The seed oil obtained from Celastrus paniculatus has been used in Ayurvedic medicine for the treatment of several complaints including intestinal disorders. The muscle relaxing activity of C. paniculatus has been studied in vitro on isolated preparations of rat intestine. C. paniculatus seeds extract (0.001 - 100 microg/mL) produced a concentration-related relaxation of the rat ileum [IC (50) (95 % c. l.) 0.24 (0.13 - 0.45) microg/mL]. Among the four fractions ( n-hexane, CCl (4), CHCl (3), n-BuOH) obtained from the methanolic extract of C. paniculatus, only the carbon tetrachloride fraction (0.01 - 10 000 ng/mL) induced a significant relaxation of the intestinal muscle [IC (50) (95 % c. l.): 1.9 (1.38 - 2.87) ng/mL]. Three new sesquiterpene polyol esters have been isolated from the carbon tetrachloride fraction. These new metabolites, characterised as 1alpha,8beta,14-triacetoxy-9beta-furoyloxydihydro-beta-agarofuran ( 1), 1alpha, 6beta,8beta,14-tetraacetoxy-9beta-benzoyloxydihydro-beta-agarofuran ( 2) and 1alpha,8beta-diacetoxy-9beta-benzoyloxydihydro-beta-agarofuran ( 3), at the concentration of 1 microg/mL produced a relaxant effect of 30.6 +/- 12.2 %, 26.9 +/- 4.7 % and 7.27 +/- 1.7 %, respectively.
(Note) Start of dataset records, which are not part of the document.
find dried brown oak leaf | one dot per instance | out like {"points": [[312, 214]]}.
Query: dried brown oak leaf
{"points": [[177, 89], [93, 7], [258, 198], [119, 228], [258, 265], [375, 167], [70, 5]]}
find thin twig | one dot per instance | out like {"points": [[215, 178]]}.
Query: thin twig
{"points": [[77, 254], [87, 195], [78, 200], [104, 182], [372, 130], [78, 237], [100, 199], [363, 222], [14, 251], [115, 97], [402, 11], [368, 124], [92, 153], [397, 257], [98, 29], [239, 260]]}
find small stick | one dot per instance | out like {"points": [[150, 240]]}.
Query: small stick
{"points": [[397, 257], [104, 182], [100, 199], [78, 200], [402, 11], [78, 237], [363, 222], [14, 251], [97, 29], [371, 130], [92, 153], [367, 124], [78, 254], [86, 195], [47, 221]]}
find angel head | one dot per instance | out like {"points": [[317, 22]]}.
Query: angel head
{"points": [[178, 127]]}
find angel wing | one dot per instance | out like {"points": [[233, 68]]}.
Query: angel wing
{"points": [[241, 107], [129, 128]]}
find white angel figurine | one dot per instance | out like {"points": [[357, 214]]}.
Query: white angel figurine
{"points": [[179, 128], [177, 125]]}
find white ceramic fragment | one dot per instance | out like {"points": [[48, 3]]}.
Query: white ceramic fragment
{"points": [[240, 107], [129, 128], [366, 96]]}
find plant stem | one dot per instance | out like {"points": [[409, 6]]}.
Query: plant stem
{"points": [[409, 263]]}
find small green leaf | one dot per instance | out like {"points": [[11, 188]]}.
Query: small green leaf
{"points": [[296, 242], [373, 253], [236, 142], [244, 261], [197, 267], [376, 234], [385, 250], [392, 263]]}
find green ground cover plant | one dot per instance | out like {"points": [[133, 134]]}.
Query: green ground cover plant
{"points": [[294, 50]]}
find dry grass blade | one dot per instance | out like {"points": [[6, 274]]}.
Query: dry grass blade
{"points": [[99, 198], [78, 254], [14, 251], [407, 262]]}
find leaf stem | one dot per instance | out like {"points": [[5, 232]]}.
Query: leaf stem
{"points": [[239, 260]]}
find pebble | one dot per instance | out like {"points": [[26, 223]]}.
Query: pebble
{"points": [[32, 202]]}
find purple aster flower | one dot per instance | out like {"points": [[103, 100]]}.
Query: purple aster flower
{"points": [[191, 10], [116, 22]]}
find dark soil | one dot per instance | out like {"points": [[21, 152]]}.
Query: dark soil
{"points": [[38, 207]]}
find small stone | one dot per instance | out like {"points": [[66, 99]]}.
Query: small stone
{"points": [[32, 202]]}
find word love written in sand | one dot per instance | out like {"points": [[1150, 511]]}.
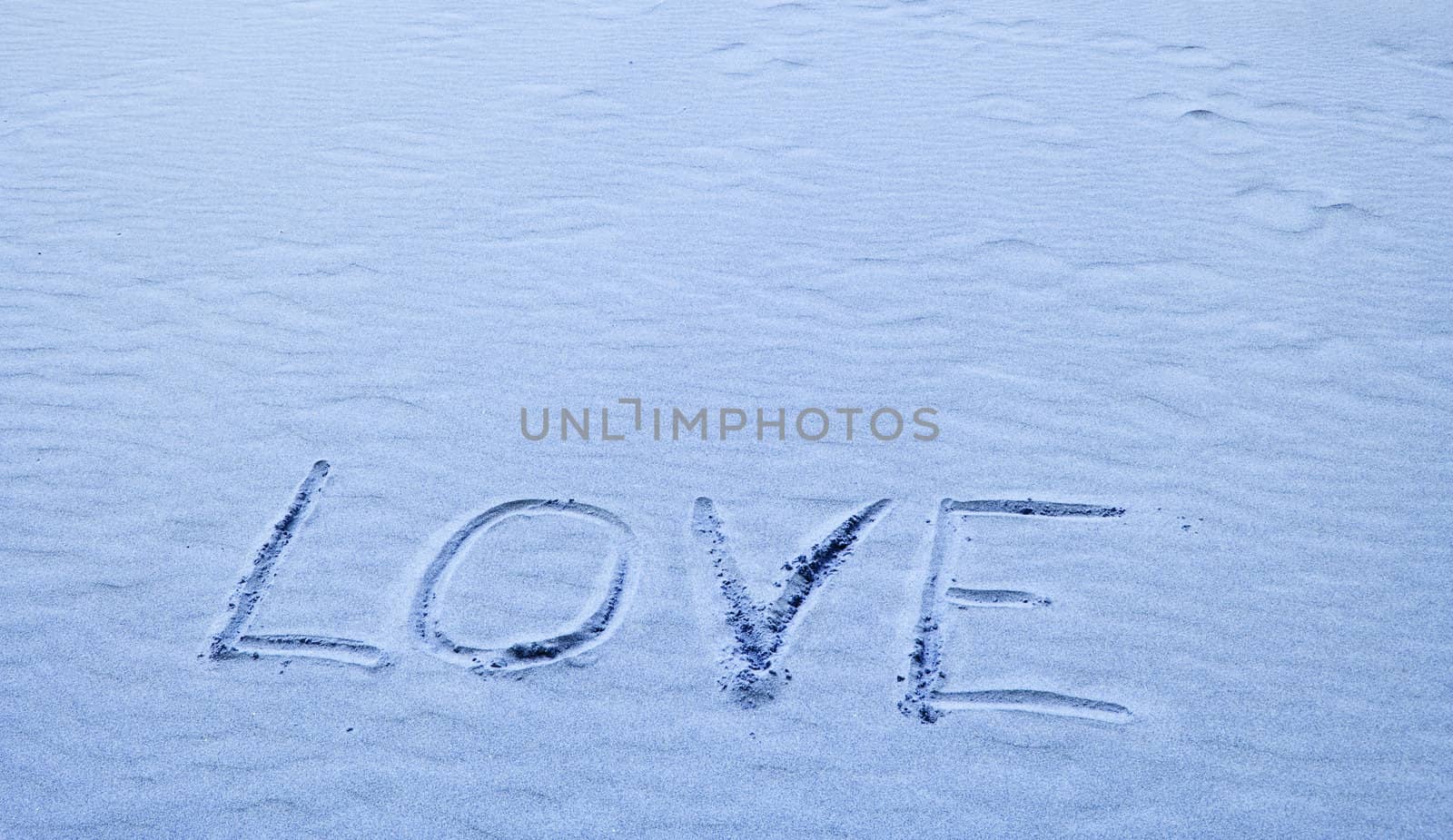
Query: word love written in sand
{"points": [[757, 628]]}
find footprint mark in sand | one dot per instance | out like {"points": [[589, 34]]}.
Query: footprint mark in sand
{"points": [[593, 629], [927, 699], [232, 641], [760, 628]]}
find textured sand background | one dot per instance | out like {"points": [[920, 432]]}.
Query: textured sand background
{"points": [[1184, 259]]}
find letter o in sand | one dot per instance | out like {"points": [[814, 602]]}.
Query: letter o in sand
{"points": [[898, 425], [804, 432]]}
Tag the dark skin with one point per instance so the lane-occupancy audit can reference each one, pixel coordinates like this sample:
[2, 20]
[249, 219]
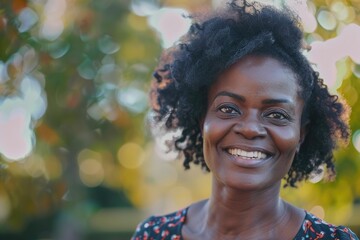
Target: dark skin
[252, 130]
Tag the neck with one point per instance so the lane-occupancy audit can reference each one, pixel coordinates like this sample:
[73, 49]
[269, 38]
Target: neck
[232, 212]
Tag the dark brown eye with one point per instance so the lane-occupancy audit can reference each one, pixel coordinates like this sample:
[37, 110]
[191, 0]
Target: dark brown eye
[277, 115]
[228, 109]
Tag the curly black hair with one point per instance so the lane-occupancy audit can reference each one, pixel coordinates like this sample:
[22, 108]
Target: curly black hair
[212, 45]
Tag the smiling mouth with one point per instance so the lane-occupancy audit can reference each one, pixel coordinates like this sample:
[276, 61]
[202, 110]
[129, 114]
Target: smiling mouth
[253, 155]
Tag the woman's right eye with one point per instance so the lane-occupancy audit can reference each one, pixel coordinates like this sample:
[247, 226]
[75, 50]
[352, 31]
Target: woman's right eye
[228, 109]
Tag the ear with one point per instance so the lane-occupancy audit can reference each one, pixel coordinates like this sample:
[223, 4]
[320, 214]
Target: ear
[303, 134]
[201, 125]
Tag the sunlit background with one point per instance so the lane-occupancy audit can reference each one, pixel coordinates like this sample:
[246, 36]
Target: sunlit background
[77, 157]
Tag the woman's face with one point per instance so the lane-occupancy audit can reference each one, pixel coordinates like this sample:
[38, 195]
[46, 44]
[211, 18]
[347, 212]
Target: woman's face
[252, 127]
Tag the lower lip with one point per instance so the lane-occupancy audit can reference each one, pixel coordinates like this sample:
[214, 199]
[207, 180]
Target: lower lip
[247, 163]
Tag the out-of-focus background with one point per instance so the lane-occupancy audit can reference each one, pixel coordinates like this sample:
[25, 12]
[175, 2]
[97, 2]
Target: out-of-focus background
[77, 159]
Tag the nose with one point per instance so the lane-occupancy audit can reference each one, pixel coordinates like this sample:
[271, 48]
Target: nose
[250, 127]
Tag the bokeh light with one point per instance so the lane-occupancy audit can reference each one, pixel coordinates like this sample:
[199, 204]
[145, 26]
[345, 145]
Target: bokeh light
[53, 25]
[327, 20]
[91, 170]
[131, 155]
[165, 20]
[356, 140]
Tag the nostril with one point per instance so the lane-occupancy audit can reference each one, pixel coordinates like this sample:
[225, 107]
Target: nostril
[249, 129]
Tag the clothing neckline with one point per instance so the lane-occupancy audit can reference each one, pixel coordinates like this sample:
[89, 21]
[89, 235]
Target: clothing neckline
[185, 211]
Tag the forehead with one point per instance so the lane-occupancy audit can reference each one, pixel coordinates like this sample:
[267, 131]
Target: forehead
[258, 75]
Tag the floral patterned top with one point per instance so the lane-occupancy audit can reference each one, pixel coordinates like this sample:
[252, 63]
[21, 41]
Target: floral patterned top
[168, 227]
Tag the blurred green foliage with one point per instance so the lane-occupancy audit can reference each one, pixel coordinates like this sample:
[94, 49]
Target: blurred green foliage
[96, 71]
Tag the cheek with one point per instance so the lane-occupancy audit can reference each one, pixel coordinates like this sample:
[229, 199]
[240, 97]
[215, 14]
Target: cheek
[213, 132]
[287, 139]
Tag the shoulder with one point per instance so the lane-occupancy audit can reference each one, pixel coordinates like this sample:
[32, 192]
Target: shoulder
[156, 227]
[315, 227]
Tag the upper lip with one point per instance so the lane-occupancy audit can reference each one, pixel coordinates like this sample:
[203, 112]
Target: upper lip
[249, 149]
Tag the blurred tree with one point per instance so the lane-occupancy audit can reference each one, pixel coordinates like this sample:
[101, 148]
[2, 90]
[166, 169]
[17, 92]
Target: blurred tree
[77, 73]
[82, 55]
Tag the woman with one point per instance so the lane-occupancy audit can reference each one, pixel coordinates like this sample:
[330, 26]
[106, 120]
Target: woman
[252, 111]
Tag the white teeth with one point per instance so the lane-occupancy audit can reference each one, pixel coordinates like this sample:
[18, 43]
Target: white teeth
[242, 153]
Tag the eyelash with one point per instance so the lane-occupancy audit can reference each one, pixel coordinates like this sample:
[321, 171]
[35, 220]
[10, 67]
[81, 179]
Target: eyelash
[283, 115]
[233, 110]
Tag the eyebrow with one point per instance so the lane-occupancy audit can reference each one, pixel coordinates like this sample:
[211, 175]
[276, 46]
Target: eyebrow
[242, 99]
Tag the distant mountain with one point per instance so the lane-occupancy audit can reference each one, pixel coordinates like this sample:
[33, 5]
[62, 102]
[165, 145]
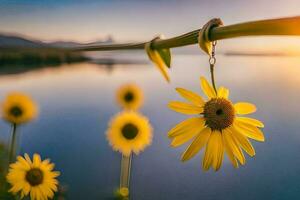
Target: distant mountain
[10, 41]
[17, 41]
[68, 44]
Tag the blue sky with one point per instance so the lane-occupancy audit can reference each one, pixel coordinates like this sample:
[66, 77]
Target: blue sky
[134, 20]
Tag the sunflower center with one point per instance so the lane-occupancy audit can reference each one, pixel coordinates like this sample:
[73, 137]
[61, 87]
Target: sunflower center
[34, 176]
[218, 113]
[16, 111]
[128, 96]
[130, 131]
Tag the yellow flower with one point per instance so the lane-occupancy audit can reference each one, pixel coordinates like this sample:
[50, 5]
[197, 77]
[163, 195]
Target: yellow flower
[130, 97]
[18, 108]
[35, 177]
[217, 125]
[129, 132]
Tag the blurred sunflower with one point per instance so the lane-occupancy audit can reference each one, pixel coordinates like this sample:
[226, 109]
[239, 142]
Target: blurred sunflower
[18, 108]
[217, 126]
[130, 96]
[129, 132]
[35, 177]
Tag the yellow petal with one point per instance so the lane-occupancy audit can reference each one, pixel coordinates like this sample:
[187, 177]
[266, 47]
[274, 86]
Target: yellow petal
[233, 145]
[209, 155]
[186, 125]
[223, 92]
[207, 88]
[191, 96]
[249, 131]
[187, 136]
[185, 108]
[218, 150]
[250, 121]
[244, 108]
[196, 145]
[243, 142]
[229, 153]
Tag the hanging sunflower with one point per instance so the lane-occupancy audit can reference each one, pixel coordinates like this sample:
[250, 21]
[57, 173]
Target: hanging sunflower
[130, 96]
[217, 125]
[33, 177]
[129, 132]
[18, 108]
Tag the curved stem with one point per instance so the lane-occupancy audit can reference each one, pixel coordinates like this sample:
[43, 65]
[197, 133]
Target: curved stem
[125, 171]
[13, 144]
[212, 75]
[282, 26]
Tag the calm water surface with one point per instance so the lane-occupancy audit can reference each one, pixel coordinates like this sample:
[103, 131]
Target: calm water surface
[77, 101]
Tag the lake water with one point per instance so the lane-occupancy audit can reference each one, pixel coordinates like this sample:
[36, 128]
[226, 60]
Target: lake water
[76, 102]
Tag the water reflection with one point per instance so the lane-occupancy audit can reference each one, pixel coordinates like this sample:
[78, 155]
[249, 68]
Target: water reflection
[76, 103]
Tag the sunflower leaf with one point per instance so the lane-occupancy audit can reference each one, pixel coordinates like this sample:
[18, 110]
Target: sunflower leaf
[159, 60]
[165, 54]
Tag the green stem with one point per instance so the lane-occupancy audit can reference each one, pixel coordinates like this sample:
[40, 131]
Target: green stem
[282, 26]
[125, 171]
[13, 144]
[212, 66]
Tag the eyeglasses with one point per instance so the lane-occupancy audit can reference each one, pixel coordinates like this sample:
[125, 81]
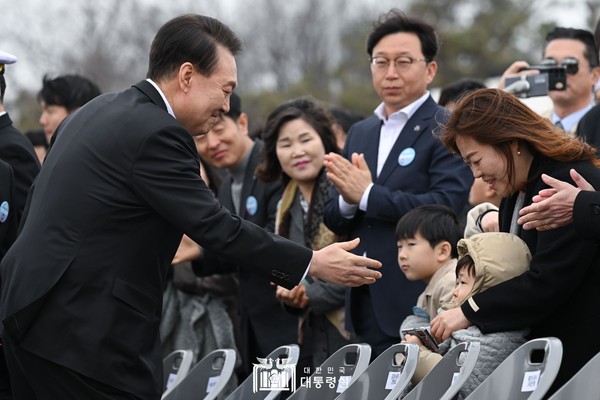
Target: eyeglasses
[401, 63]
[571, 64]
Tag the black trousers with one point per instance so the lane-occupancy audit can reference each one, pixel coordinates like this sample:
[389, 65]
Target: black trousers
[34, 378]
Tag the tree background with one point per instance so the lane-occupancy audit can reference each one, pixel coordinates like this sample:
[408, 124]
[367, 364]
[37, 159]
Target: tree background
[305, 47]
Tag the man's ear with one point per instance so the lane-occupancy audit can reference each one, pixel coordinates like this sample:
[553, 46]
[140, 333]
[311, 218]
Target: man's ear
[186, 71]
[242, 122]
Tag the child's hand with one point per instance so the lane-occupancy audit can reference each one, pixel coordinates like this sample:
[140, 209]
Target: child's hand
[412, 339]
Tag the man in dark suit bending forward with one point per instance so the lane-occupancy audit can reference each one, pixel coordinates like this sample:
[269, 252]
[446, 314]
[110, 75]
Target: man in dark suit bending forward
[82, 285]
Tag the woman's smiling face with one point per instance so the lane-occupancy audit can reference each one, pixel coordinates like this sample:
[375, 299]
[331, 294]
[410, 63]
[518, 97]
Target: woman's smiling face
[487, 163]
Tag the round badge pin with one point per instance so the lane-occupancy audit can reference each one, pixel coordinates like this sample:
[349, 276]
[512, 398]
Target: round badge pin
[406, 156]
[251, 205]
[4, 208]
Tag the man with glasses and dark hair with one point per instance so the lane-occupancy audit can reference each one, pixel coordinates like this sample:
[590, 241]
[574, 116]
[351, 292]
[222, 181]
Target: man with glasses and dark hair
[392, 163]
[576, 50]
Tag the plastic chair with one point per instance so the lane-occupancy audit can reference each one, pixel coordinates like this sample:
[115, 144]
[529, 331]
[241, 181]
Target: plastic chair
[449, 375]
[175, 367]
[336, 373]
[385, 378]
[583, 385]
[207, 379]
[527, 373]
[251, 389]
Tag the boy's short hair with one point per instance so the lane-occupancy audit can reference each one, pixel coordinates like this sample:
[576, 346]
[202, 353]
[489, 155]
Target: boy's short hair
[434, 222]
[466, 262]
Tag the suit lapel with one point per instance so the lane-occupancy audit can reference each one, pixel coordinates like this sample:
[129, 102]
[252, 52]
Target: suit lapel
[225, 193]
[414, 127]
[371, 148]
[150, 91]
[249, 178]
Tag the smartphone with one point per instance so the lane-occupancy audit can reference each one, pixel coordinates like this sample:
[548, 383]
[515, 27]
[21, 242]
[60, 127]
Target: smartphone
[424, 336]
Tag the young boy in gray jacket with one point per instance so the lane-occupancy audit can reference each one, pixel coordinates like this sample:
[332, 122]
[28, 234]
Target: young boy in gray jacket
[485, 260]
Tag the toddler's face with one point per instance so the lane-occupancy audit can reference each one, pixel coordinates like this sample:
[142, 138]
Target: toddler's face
[417, 259]
[464, 285]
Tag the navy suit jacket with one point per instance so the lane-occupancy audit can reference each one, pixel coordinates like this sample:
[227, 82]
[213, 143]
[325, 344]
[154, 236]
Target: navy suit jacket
[17, 150]
[259, 309]
[434, 176]
[8, 219]
[82, 285]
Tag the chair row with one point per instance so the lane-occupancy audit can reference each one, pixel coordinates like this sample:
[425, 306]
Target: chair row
[527, 373]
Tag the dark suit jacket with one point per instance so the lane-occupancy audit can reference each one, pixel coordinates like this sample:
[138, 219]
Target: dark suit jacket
[82, 285]
[434, 176]
[259, 309]
[8, 215]
[560, 294]
[589, 128]
[18, 151]
[586, 213]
Megastigmane and phenolic components from Laurus nobilis L. leaves and their inhibitory effects on nitric oxide production.

Laurus nobilis L. leaves are widely used in cooking and in folk medicine. Five new megastigmane glucosides (2-4, 7, and 9) named laurosides A-E and a new phenolic glucoside 12 were isolated from the methanolic extract of L. nobilis L. leaves, along with 10 known components: megastigmane (5), megastigmane glucosides (1, 6, 8, 10, and 11), aromatic compounds (13 and 14), and flavonoids (15 and 16). The structures and relative stereochemistry have been elucidated by one- and two-dimensional nuclear magnetic resonance experiments ((1)H and (13)C NMR, DEPT, correlation spectroscopy, heteronuclear multiple quantum correlation, heteronuclear multiple bond correlation, and nuclear Overhauser enhancement spectroscopy) and by chemical derivatization. The effect of isolated compounds on nitric oxide production in lipopolysaccharide-activated murine macrophages were examined.